Data are mean ± SD for normally distributed data or median (interquartile range) for skewed data, or percentage.

Abbreviation: BMI, body mass index; SD, standard deviation; IQR, Interquartile range; SBP, systolic blood pressure; DBP, diastolic blood pressure; MBP; mean arterial blood pressure; PP, pulse pressure.

^aMann-Whitney U Test was done because of skewed data.

^bNumber of missing value for weight = 59, number of missing value for BMI = 62, number of missing value for prevalence of diabetes = 777, number of missing value for history medication for diabetes = 545.

3.2. Mean blood pressure according to height quartiles

Table 2 presents mean SBP, DBP, MBP and PP according to height quartiles. Mean SBP decreased linearly with increasing height among female (P for trend < 0.001). PP showed the same trends as SBP in both male and female (P for trend < 0.001) participants. Among male participants mean DBP and MBP increased linearly with increasing height. (P for trend < 0.001; P for trend 0.017). However, among females MBP decreased linearly with increasing height (P for trend 0.009). Post hoc analyses showed that taller female individuals had lower SBP and PP than those with shorter height (Q2 vs Q1, P < 0.05; Q3 vs Q1, P < 0.05; Q4 vs Q1, P < 0.05). On contrary, taller male individuals had lower PP than those with shorter height (Q2 vs Q1, P < 0.05; Q3 vs Q1, P < 0.05; Q4 vs Q1, P < 0.05). Taller male individuals have higher DBP than those with shorter height (Q3 vs Q1, P < 0.05; Q4 vs Q1, P < 0.05).

Table 2.

Mean SBP, DBP and PP according to height quartiles by sex, Bangladesh demographic health survey, 2011.
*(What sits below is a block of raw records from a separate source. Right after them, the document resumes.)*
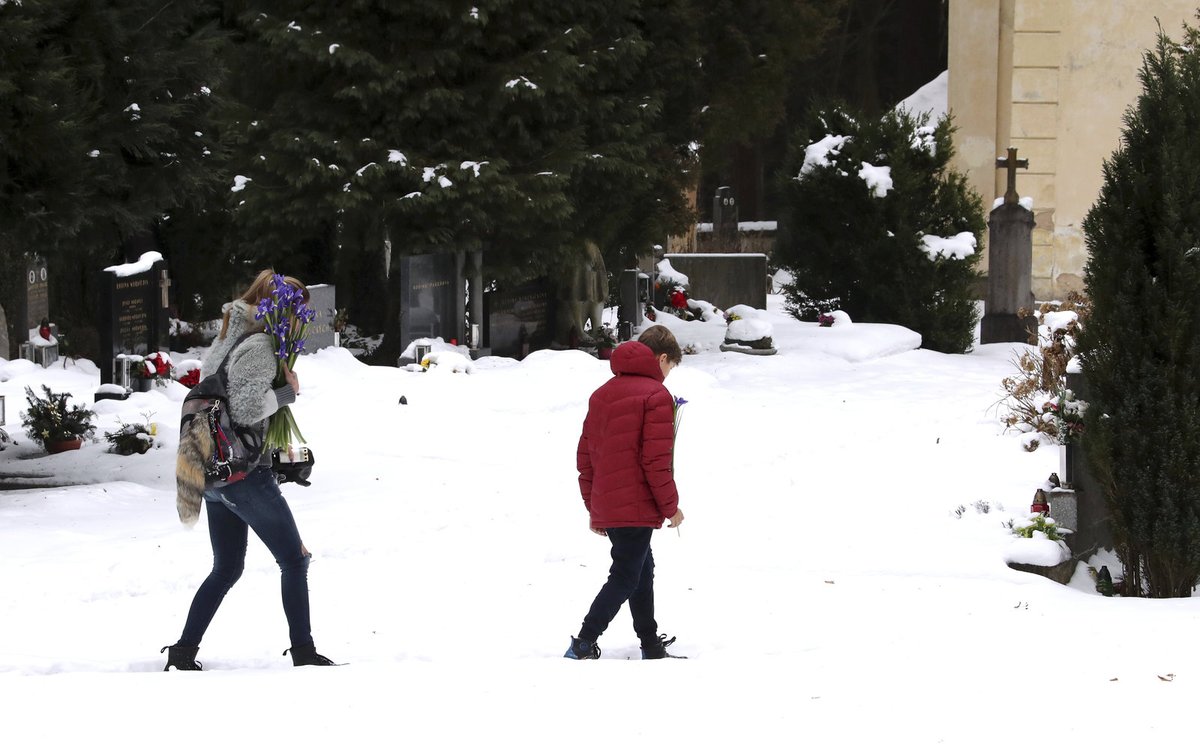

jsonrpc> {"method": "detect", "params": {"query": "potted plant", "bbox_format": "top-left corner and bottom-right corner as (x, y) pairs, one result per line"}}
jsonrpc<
(332, 307), (350, 346)
(22, 385), (96, 455)
(104, 414), (155, 455)
(594, 324), (617, 359)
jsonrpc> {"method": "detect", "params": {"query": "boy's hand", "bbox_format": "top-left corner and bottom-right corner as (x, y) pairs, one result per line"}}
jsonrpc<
(280, 361), (300, 395)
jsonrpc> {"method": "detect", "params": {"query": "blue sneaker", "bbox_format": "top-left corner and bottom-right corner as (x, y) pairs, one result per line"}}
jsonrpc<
(563, 637), (600, 660)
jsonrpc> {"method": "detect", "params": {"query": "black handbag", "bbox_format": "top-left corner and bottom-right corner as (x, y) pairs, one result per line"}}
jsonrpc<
(271, 448), (317, 486)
Blood pressure	Height quartile				P for trend
	Q1	Q2	Q3	Q4
Male
SBP	115.23 ± 19.72	113.51 ± 16.94	114.30 ± 15.52	113.14 ± 15.92	0.970
DBP	74.60 ± 11.31	74.97 ± 10.95	76.48 ± 10.44μ	76.14 ± 11.24μ	<0.001
MBP	88.14 ± 13.16	87.81 ± 12.05	89.09 ± 11.33	88.47 ± 12.02	0.017
PP	40.62 ± 13.67	38.53 ± 11.67μ	38.82 ± 10.52μ	37.00 ± 10.40μ	<0.001
Female
SBP	122.57 ± 23.75	118.06 ± 19.42μ	115.94 ± 19.38μ	116.50 ± 18.30μ	<0.001
DBP	78.23 ± 11.77	78.52 ± 10.70	77.47 ± 11.15	79.11 ± 10.71	0.269
MBP	93.01 ± 14.65	91.69 ± 12.66	90.29 ± 12.98 μ	91.57 ± 12.46	0.009
PP	44.34 ± 17.20	39.54 ± 13.70μ	38.47 ± 13.33 μ	37.39 ± 12.16 μ	<0.001

^μP < 0.05 for the comparison with shortest quartile of height, by using Games-Howell test for post hoc analysis.

Abbreviation: Q, Quartile; SBP, systolic blood pressure; DBP, diastolic blood pressure; PP, pulse pressure.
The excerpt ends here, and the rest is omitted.